Any BAT files? Explicitly open them in a text editor, like notepad. If they don't open, or are over 64K in size, DELETE them as they are NOT proper BATch files! BAT files are text command script files, editable and viewable in notepad, that contains automated instructions for some process. By definition, they MUST be less than 64K. INI files have the same mandatory size limitation.

Open those LOG files in a text editor, if they don't appears to be installation logs, you can delete them. Installation logs contain LOTS of mentions of copying and moving files, full files paths, usually the name of some program, date of the install and some other information. You must absolutely NEED them if you ever want to uninstall the related program for any reason.

The following can always be suppressed: DIZ, 1ST, ME,CHK, NFO.

After a crash, you may have one or many "foundxxx", where the "xxx" is a 3 digit number, folders with one or more files. Those are "recovered" file fragments.

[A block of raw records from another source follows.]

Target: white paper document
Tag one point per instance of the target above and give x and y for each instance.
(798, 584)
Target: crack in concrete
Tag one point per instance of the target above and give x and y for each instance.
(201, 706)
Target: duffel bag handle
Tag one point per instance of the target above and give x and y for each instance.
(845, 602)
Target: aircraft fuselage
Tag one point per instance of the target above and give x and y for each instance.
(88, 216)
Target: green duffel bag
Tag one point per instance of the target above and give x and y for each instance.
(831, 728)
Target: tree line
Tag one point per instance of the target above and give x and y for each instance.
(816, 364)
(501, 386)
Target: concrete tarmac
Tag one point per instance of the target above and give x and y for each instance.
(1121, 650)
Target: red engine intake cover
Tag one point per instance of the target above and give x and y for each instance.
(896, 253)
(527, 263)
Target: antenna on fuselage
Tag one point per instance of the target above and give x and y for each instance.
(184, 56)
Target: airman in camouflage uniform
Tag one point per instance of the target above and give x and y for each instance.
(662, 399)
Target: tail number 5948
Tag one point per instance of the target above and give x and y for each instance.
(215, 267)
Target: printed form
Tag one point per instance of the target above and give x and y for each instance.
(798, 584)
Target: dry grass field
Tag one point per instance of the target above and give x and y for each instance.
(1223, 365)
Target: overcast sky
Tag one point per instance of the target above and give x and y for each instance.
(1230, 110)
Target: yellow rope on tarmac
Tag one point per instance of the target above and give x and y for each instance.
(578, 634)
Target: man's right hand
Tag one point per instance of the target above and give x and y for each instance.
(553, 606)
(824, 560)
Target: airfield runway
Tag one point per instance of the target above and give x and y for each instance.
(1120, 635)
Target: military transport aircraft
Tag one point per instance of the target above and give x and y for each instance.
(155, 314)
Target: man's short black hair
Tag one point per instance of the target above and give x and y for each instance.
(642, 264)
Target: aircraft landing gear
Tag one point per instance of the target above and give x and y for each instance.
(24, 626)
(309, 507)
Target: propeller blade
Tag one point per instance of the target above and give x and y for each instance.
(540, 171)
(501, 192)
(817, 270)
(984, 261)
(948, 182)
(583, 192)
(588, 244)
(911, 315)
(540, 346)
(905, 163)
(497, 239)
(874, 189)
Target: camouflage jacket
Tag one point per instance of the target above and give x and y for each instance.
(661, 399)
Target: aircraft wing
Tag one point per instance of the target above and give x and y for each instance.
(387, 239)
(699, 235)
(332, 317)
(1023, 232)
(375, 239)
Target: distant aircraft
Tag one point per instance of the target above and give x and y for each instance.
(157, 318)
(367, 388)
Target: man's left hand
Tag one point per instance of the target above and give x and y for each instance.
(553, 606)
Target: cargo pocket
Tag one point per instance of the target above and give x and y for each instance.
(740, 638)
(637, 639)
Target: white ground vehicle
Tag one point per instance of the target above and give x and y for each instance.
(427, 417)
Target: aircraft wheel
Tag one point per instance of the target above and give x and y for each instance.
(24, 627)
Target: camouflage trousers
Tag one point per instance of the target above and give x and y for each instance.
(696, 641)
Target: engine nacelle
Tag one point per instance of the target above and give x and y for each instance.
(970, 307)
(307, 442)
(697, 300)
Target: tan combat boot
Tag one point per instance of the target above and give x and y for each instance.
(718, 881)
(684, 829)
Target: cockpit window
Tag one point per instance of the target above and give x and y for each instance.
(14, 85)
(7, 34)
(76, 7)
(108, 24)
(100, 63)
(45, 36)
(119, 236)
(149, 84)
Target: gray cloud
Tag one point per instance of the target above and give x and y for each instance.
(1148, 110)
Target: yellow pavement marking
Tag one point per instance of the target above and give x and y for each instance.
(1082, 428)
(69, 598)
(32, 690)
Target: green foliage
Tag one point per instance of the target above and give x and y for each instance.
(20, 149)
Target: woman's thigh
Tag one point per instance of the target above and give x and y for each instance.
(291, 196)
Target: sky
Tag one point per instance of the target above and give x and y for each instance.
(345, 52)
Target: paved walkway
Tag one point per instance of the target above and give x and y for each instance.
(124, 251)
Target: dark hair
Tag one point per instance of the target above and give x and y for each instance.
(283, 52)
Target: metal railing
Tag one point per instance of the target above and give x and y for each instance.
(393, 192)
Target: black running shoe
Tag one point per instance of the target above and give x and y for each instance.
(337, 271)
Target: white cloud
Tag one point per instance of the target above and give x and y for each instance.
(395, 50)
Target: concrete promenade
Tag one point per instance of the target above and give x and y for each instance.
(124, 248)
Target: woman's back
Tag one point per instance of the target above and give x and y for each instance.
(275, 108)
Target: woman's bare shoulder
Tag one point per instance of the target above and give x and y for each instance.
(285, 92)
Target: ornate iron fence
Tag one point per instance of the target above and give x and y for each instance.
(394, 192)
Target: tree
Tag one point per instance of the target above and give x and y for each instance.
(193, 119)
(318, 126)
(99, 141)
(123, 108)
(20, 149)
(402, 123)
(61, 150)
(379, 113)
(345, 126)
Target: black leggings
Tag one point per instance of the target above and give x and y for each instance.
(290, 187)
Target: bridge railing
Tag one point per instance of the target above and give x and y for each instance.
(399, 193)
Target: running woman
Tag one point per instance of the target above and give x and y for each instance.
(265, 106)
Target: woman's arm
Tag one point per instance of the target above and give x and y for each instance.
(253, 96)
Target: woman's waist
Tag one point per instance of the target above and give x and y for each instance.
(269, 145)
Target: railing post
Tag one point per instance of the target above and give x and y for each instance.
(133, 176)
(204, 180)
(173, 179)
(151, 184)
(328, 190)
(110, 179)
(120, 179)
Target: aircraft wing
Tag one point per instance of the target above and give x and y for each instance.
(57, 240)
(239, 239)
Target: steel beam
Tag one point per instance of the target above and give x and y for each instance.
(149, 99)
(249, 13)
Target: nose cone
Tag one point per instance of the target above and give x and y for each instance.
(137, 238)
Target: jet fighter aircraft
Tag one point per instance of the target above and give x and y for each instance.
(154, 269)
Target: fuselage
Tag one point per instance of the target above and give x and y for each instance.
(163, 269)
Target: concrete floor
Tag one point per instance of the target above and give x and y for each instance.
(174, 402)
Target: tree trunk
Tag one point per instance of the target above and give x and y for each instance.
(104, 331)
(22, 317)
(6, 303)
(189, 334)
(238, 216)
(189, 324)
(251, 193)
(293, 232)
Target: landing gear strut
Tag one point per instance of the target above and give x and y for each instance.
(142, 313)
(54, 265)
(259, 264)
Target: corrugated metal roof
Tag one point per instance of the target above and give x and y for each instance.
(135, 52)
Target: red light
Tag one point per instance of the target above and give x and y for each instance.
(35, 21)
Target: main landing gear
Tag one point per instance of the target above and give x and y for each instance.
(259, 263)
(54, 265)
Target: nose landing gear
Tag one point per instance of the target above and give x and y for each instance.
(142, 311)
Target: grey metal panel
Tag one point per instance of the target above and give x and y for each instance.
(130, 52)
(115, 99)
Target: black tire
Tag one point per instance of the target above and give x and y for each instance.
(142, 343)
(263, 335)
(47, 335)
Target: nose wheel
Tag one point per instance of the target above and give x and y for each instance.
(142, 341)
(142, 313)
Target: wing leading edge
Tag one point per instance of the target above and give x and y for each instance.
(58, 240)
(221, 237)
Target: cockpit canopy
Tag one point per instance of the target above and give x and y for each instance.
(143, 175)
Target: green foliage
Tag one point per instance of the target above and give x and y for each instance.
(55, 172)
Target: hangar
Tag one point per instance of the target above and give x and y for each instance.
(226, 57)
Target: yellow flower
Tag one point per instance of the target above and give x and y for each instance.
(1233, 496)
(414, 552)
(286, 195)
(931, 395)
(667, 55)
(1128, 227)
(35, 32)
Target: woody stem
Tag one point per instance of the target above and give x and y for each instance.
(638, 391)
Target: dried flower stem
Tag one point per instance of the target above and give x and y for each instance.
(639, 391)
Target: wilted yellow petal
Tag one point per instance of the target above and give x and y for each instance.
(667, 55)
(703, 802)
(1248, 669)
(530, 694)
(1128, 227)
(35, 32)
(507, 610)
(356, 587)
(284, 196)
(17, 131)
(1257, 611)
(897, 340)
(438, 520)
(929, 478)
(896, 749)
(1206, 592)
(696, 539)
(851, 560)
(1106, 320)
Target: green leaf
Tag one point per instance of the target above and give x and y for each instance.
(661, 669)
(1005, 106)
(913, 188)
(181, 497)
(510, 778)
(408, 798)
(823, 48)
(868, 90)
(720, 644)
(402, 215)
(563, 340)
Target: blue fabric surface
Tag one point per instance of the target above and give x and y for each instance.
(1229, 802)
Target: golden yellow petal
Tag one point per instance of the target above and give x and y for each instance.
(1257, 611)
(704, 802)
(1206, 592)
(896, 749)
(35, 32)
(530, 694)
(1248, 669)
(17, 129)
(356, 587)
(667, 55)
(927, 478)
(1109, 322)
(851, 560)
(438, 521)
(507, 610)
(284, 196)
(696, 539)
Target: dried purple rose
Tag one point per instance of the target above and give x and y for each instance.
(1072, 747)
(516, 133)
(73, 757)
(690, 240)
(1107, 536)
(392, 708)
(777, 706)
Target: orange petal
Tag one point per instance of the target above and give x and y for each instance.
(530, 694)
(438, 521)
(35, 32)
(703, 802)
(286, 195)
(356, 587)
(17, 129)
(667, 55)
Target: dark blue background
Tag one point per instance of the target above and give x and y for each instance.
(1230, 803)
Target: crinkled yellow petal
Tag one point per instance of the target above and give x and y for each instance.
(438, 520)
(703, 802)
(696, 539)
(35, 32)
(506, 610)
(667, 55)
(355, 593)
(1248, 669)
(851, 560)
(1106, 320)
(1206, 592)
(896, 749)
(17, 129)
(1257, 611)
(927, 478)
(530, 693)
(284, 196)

You can safely suppress those folders, as the content is almost 100% pure junk.

Sift trough your images and other medias, you can delete any that you don't wish to keep. Any file that you created or downloaded and no longer need or want can be suppressed.
If you never use a screen saver, you can delete the corresponding SCR, and possibly INI, file. Some screen savers also use an EXE file, it have the same name as the SCR. If you deleted the SCR and maybe INI, you can remove that EXE.

Any ZIP or other archives? Take a look at the content, if you find some that you don't want to keep, or don't even remember why you have it... give it a one way ticket to the trash can.

Open the "Add/remove programs" and look at installed applications that you no longer use. Uninstall them. Don't touch those that looks like they are associated with your installed hardware and peripherals, even if you don't think they are used: they probably ARE used in the background.

Finally, for ANY file that you are not sure about but think that you may want to delete: Make a copy, possibly compressed, that you keep in a safe location BEFORE you delete. That way, if the file comes up as really needed, you can restore it easily. It's a good idea to include in the archive some text file that say why those files where archived, their original location and any other information you may think about.
Be carefully if you navigate the windows folder and any of it's sub-folders. It's the CORE of your system! While there are files there that can be removed, like images and some SCR, most are essential.

You should also be careful when navigating the Program Files, as it contains most of your installed applications.